Türkiye’nin çoktan seçmeli hak ihlali günlüğü “Barış gazetecisiyim” diye yola çıkanların, bunu ancak gazete puntolarında sabırlarının elverdiği ölçüde yaptığını ortaya koyuyor. Herhangi bir öfke anında kadın haberlerinde ya da savaşta gösterdiği hassasiyetin gerçeği yansıtmadığını, güzel bir ‘imaj’ olarak kenarda durduğunu sıklıkla test ediyoruz. Esasen mesele gazetecilik değil hala, tarafların ‘haklılık‘ mücadelesi.
En başa dönelim, barış gazeteciliği nasıl mümkün olur sorusuna verilecek yanıt basittir, iletken olduğunuzu bilip, neyi ilettiğinizi sürekli sorgulayarak. Barış gazeteciliği nasıl mümkün olmazın yanıtı da basit, olayların sıcaklığı içinde galeyana gelip durduğunuz yeri sorgulamayarak.
Barış gazeteciliği adına bazı anektodlar
Barış gazeteciliği için büyük emekleri olan Jake Lynch ve Annabel McGoldrick’in anektodlarından bazı başlıklar:
-“çatışma sanki sadece şiddetin meydana geldiği zamanda ve yerde varmış gibi davranmayın. bunun yerine, çatışmanın başka yerlerde şimdi ve gelecekte insanlar için sonuçlarını ve bağlantıların izlerini sürmeye çalışın. sonuçtan kimler kazançlı çıkacak, kimler kaybedecektir?”
-“sadece şiddet eylemlerini haber yapmaktan ve “vahşet”i betimlemekten kaçının. eğer başka her şeyi dışlarsanız, şiddetin tek açıklamasının daha önceki şiddet olduğunu ima etmiş olursunuz (intikam). tek çare daha fazla şiddet uygulayarak düşmanı cezalandırmaktır.”

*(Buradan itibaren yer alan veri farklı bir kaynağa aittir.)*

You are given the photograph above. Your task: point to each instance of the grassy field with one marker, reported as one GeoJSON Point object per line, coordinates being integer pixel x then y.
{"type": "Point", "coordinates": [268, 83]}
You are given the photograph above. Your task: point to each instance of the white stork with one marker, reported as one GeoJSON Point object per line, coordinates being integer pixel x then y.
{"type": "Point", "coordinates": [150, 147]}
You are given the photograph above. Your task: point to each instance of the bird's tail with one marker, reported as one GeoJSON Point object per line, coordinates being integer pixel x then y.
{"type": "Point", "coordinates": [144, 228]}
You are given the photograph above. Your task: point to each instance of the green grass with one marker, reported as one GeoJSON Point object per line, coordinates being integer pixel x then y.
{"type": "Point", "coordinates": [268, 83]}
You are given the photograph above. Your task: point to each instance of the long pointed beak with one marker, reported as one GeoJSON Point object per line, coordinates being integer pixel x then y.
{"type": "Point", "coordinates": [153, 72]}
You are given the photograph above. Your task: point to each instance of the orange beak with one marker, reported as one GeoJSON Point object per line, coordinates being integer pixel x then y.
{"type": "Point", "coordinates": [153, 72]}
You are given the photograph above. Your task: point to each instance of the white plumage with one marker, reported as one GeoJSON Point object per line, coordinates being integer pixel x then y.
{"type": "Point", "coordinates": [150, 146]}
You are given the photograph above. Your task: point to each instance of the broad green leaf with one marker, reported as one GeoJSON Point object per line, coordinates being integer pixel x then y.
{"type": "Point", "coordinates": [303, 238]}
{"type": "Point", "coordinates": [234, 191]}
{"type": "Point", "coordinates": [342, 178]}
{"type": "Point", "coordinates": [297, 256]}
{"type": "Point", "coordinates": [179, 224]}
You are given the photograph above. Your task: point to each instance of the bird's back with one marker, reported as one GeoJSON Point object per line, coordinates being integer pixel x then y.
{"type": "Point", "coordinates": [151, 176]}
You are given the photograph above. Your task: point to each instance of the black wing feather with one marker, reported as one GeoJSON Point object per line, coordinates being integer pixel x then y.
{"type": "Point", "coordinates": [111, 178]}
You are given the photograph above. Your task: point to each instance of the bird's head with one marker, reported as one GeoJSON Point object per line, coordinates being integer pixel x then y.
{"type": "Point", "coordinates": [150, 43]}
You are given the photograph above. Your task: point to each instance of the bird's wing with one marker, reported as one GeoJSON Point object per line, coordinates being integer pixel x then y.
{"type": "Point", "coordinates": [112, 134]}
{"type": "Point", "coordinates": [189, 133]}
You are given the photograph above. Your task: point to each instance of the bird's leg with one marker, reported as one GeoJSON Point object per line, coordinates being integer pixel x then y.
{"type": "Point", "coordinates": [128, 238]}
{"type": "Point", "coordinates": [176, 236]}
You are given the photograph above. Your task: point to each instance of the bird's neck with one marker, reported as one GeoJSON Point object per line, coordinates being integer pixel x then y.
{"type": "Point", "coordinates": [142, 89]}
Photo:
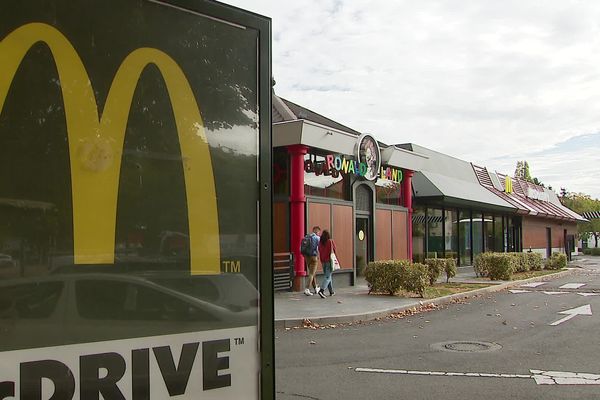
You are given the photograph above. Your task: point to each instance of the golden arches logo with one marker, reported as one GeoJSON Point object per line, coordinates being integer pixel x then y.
{"type": "Point", "coordinates": [96, 144]}
{"type": "Point", "coordinates": [508, 184]}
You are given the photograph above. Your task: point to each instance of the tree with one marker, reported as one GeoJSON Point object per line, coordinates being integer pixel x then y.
{"type": "Point", "coordinates": [580, 203]}
{"type": "Point", "coordinates": [522, 172]}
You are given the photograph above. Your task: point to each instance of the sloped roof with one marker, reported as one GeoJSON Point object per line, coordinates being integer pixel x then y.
{"type": "Point", "coordinates": [285, 110]}
{"type": "Point", "coordinates": [451, 179]}
{"type": "Point", "coordinates": [528, 198]}
{"type": "Point", "coordinates": [591, 215]}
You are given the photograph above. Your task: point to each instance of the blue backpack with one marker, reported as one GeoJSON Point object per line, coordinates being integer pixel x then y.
{"type": "Point", "coordinates": [306, 246]}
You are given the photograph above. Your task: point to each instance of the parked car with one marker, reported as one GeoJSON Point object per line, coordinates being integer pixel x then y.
{"type": "Point", "coordinates": [75, 308]}
{"type": "Point", "coordinates": [6, 261]}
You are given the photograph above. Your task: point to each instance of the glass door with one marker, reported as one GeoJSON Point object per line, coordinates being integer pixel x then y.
{"type": "Point", "coordinates": [362, 245]}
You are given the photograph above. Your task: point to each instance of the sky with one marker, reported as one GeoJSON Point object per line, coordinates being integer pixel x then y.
{"type": "Point", "coordinates": [491, 82]}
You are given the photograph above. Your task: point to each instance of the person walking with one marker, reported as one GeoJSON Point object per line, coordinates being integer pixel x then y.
{"type": "Point", "coordinates": [326, 247]}
{"type": "Point", "coordinates": [312, 262]}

-“ “yoksun”, “perişan”, “savunmasız”, “acıklı”, “trajedi” gibi kurbanlaştırıcı sözcükler kullanmaktan kaçının, çünkü bunlar sadece insanlara ne olduğunu ve onlar için ne yapılabileceğini anlatır. bu tür bir dil bu insanları güçsüzleştirir ve değişim seçeneklerini sınırlar. bunun yerine, insanların neleri yaptıklarını ve neleri yapabileceklerini haberleştirin. insanların sadece ne hissetiklerini değil, sorunla nasıl başettiklerini ve ne düşündüklerini de sorun. varsa çözüm önerilerini dinleyin. sıradan insanların da soyadları olduğunu unutmayın.”